Excerpt From the Guerrilla Guide to Legal Research – Legal Forms


The following post is a small section of the Guerrilla Guide to Legal Research which is in the final stages and should be released in the next week or so.

How to Research and Find Forms

 I debated on whether or not to include this section because the most common question I have seen on websites is “where can I find a form for…”

 Unfortunately, there is no one place that has every form you need in a case. Some places, like the ones that advertise forms on LessonsInLaw.com are very good but I always hesitate to tell someone to use them unless they are doing it from scratch and are just trying to save time.

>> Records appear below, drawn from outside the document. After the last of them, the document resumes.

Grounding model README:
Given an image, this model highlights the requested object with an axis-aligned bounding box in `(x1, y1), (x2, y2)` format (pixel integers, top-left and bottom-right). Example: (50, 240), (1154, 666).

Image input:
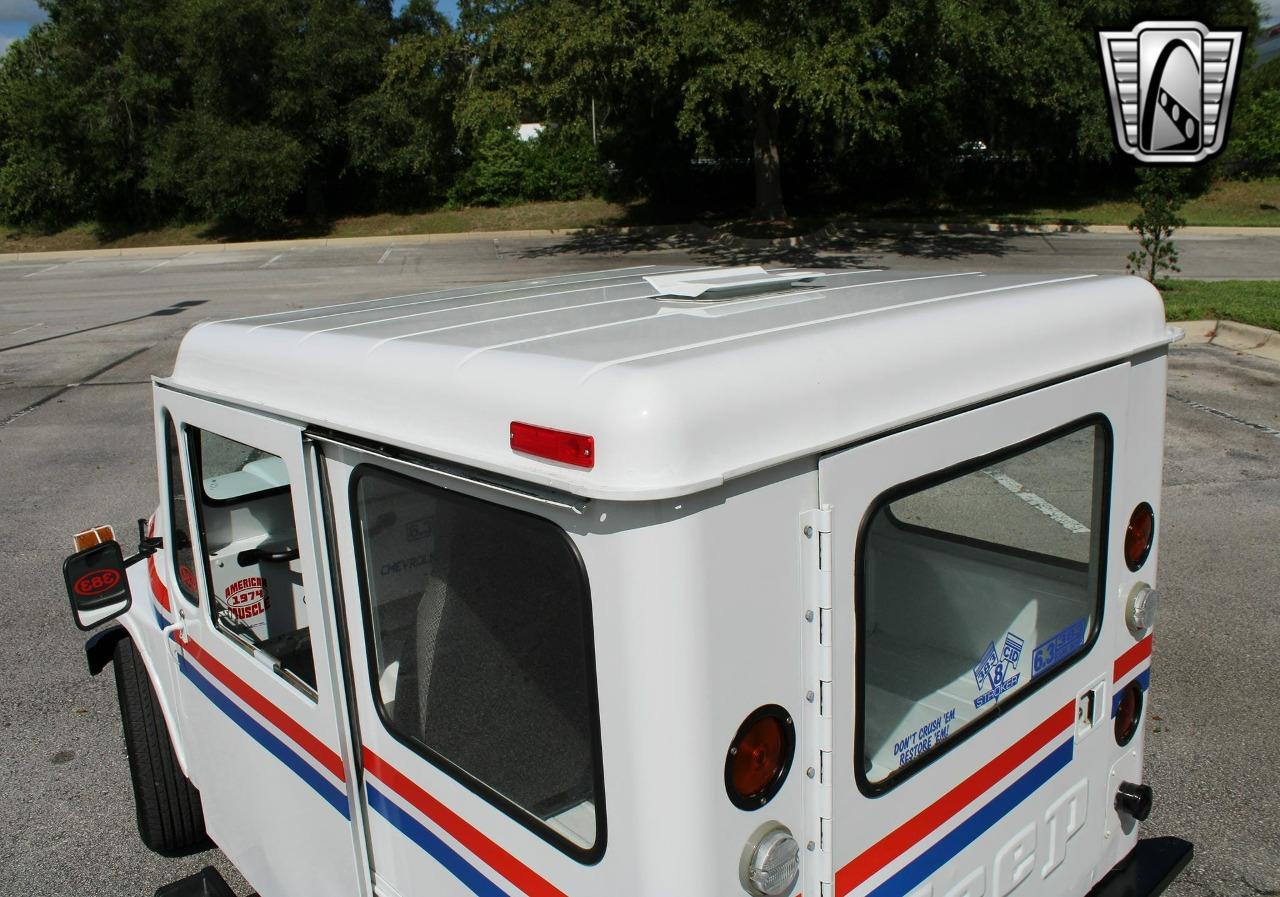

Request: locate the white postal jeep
(64, 267), (1192, 897)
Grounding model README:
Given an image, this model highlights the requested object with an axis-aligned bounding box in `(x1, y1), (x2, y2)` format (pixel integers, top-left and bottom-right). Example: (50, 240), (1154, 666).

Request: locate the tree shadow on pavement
(521, 226), (1019, 267)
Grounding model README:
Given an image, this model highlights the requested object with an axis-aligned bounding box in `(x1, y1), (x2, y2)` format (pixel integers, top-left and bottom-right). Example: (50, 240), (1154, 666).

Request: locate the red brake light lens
(1116, 682), (1142, 747)
(724, 705), (795, 810)
(1124, 502), (1156, 572)
(511, 421), (595, 470)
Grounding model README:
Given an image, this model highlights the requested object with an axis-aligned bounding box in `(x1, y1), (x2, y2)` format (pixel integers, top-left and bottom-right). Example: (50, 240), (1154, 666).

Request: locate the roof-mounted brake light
(511, 421), (595, 470)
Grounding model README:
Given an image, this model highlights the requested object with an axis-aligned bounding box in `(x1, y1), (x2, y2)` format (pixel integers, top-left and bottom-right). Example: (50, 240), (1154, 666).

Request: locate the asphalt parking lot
(0, 235), (1280, 897)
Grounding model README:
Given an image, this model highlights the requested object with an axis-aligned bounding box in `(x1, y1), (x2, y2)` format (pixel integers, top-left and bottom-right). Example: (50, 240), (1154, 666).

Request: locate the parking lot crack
(0, 345), (151, 429)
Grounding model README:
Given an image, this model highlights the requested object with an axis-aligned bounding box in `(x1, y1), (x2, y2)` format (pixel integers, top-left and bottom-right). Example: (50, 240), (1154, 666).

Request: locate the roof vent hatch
(645, 265), (827, 302)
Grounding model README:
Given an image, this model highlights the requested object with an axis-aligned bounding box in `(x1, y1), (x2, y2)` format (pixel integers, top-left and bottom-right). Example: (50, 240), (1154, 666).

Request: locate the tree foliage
(0, 0), (1264, 230)
(1128, 168), (1188, 283)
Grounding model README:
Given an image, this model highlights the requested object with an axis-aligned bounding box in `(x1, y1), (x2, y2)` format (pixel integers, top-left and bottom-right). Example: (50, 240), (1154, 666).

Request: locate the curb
(1170, 321), (1280, 361)
(0, 219), (1280, 265)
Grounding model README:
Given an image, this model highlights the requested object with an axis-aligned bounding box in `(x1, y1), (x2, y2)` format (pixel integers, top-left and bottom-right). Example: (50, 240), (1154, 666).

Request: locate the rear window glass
(352, 467), (603, 859)
(858, 422), (1110, 788)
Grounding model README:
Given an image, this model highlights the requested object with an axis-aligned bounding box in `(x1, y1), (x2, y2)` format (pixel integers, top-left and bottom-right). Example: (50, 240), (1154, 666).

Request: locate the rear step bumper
(1088, 838), (1192, 897)
(156, 866), (236, 897)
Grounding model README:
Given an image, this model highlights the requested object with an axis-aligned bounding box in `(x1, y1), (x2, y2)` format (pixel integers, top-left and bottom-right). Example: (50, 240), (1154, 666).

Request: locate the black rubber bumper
(1088, 838), (1192, 897)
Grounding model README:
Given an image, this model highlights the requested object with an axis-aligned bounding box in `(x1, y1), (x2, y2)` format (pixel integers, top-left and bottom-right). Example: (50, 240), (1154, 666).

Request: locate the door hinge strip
(800, 504), (835, 897)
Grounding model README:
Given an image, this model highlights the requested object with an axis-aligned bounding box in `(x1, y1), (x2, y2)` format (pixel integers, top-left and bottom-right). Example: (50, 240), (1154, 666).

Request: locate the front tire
(113, 639), (209, 856)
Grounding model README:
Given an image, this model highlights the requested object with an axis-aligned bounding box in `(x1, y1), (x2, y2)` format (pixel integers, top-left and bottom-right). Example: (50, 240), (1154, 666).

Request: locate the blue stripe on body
(365, 779), (507, 897)
(1111, 667), (1151, 719)
(869, 738), (1075, 897)
(178, 656), (351, 819)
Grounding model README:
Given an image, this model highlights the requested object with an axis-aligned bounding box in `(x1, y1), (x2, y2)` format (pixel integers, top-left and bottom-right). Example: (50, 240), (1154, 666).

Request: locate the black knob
(1116, 782), (1152, 823)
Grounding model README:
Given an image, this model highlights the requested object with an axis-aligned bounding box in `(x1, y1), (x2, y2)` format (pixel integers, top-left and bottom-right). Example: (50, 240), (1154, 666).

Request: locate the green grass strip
(1156, 280), (1280, 330)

 When a young lawyer starts at a law firm the absolute best thing the firm can do is give him some documents to draft and show him where the statutes are that describe what has to be in there. Provide him the facts, show him the statutes and then let him draft them from a blank page. After he finishes, show him a form and see how he did.

That’s what anyone who is trying to represent themselves should do as well. You can use the abilities learned in this book to find the law, then use the law to draft whatever legal document you need.

By doing it from the ground up you will be able to respond to any attacks on it and won’t just be using a paper which you don’t understand. A person using a legal form that they don’t understand is as dangerous to their case as an inexperienced person is to other people.

However, if you absolutely must have a form then other than things like wills and divorces, for which the forms sites are tolerable, then the best place to get one is at the clerk of courts office for the court where your case is or will be. Almost all court files are public records and often if you are friendly enough the people there will help you find a form that has been filed by a lawyer in a similar case and only charge you a nominal copying fee.

Once you get the form don’t just copy it and file it. Find the law that applies and try to understand why the lawyer put each thing in the document. That way if something changes or you have to respond you have enough of an understanding to do so competently.